Ekonomik açıdan da belirsizlik çok önemli bir problem. Bu da kredi riskinin yükselmesine neden oluyor diyen Ghozzino, şunları kaydetti: Bonoya yatırım yapma fırsatı varken neden bankacılık yapalım` diyen birçok banka var. Bu durum haksız rekabet yaratıyor. Biz bunu bir risk olarak görüyoruz.


`Türkiye`de olmaktan memnunuz`
Türkiye`yi diğer gelişmekte olan ülkelerden farklı bulduğunu belirten Ghozzoni, Türkiye`nin birçok yönden diğer ülkelerden ileride olduğunu söyledi. Bir yıllık süreç içinde hiç bir zaman neden geldik diye pişmanlık duymadıklarını belirten Ghozzoni, Martta bir kriz yaşadık. Likidite sıkıntısı oldu. Faiz yükseldi. Bu herkesi düşündüren birşeydi ancak biz hiç bir zaman Türkiye`ye kısa vadeli bakmadık. Uzun vadeli düşündüğümüz için hiç birşeyden korkmadık. Türkiye`de olmaktan memnunuz dedi.

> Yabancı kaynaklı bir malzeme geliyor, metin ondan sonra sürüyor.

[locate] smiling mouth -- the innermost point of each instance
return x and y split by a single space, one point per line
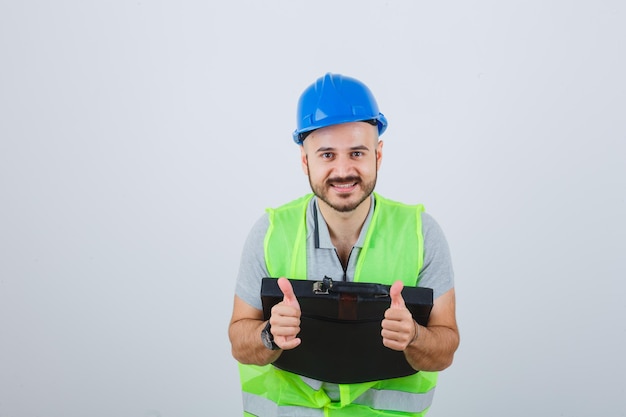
344 186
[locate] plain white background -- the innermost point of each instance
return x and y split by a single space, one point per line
140 140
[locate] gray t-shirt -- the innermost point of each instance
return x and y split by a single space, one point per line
322 259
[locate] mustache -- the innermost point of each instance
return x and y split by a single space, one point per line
351 178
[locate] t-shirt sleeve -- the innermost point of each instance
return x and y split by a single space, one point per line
252 266
437 272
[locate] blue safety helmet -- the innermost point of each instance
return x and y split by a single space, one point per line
335 99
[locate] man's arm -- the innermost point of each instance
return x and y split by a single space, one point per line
427 348
247 323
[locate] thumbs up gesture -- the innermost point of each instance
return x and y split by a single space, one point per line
398 327
285 318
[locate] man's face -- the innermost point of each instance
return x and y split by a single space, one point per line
341 162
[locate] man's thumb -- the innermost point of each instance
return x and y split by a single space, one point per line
289 298
395 292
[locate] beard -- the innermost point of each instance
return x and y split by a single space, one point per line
348 202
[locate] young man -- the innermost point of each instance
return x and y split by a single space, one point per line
343 230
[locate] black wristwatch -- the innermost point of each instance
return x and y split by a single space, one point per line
268 338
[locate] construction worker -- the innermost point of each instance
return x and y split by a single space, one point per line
343 229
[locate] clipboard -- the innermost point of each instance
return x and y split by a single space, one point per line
340 329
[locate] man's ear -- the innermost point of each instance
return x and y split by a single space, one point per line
304 161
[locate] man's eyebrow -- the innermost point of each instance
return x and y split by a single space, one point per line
353 148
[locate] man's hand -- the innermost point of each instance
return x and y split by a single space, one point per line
398 327
285 318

`İyi bir teklif sunarsak hissedarlar banka alır`
Koç Finansal Hizmetler`in üzerinde çalışılan 3 yıllık 2003 - 2006 planında organik büyümeye ağırlık verdiğini bildiren Ghozzino, bunun için yeni bir sermaye koymayacaklarını söyledi. Ghozzino, Planımız organik büyüme üzerine. Ancak herhangi bir gelişme olur, çok iyi fırsat çıkar ve bunu iyi bir yaklaşımla ortaklarımıza sunarsak, örneğin bir banka alımına her iki hissedar da olumlu bakar. O durumda hissedarlardan para istememiz gerekecek. Her iki hissedar da Koç Finansal Hizmetler AŞ.`nin yönetimine son derece güveniyorlar, gerekli yatırımı yapacaklardır dedi.

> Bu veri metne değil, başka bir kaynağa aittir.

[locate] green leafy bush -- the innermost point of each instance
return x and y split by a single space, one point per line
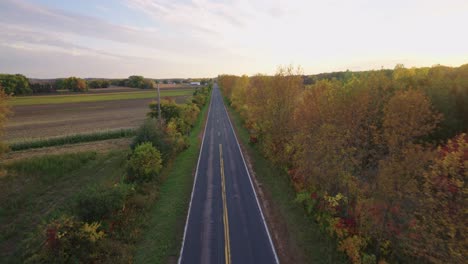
98 202
67 240
153 131
145 163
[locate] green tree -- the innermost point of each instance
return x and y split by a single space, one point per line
15 84
75 84
136 81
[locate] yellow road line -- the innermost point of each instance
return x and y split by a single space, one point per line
227 244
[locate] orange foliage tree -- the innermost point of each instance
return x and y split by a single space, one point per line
361 154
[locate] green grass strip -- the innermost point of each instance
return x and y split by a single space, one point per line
165 227
312 245
73 139
81 98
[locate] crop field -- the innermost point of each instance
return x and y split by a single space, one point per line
77 114
96 97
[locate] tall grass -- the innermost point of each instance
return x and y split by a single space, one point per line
73 139
51 166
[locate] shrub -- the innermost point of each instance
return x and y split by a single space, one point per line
154 132
145 163
67 240
97 203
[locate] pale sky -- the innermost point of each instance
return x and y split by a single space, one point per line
204 38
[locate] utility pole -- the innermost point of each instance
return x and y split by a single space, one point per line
159 102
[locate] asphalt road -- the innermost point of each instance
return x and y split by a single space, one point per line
225 223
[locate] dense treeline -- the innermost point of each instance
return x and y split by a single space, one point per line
135 81
16 84
378 158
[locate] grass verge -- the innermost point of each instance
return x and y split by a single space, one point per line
309 243
165 224
73 139
80 98
37 189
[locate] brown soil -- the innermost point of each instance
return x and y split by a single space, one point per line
44 121
97 146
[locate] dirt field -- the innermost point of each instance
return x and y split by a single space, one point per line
44 121
102 146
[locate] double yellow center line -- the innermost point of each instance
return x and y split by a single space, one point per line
227 245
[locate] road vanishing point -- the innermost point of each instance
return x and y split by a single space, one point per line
225 223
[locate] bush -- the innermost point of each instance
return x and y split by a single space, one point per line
67 240
145 163
154 132
97 203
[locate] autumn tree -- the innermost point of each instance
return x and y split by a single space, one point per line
75 84
15 84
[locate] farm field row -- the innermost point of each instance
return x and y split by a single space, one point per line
89 97
31 122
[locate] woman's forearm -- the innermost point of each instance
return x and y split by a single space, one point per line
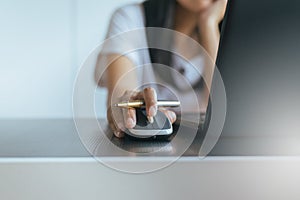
120 77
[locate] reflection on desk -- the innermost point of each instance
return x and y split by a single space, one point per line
59 138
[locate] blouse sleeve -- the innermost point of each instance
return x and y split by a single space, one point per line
123 36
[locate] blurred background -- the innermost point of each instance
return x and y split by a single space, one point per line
42 45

`Para şirketlerde değil sahiplerinde duruyor`
Türkiye inceleme yapıldığında şirketlerin bilançolarının çok zayıf olduğunun görüldüğünü belirten Ghozzoni, bu durumun 30 - 40 yıl önce İtalya`daki şirketlerin durumuna benzediğini söyledi. Ancak bu bizim kredi vermememiz anlamına gelmiyor diyen Ghozzoni, şöyle konuştu: Bu İtalya`nın 30 - 40 yıl önce yaşadığı durumuna çok benziyor. Gerçekten bilançoları çok zayıf şirketler vardı. Ancak bunların sahiplerinde para vardı. Ve bu paralar şirketlere yansıtılmıyordu. Ghizzoni, Koç Finansal Hizmetler`in kredilerini üç yıl içinde en az iki kat artıracağını söyledi.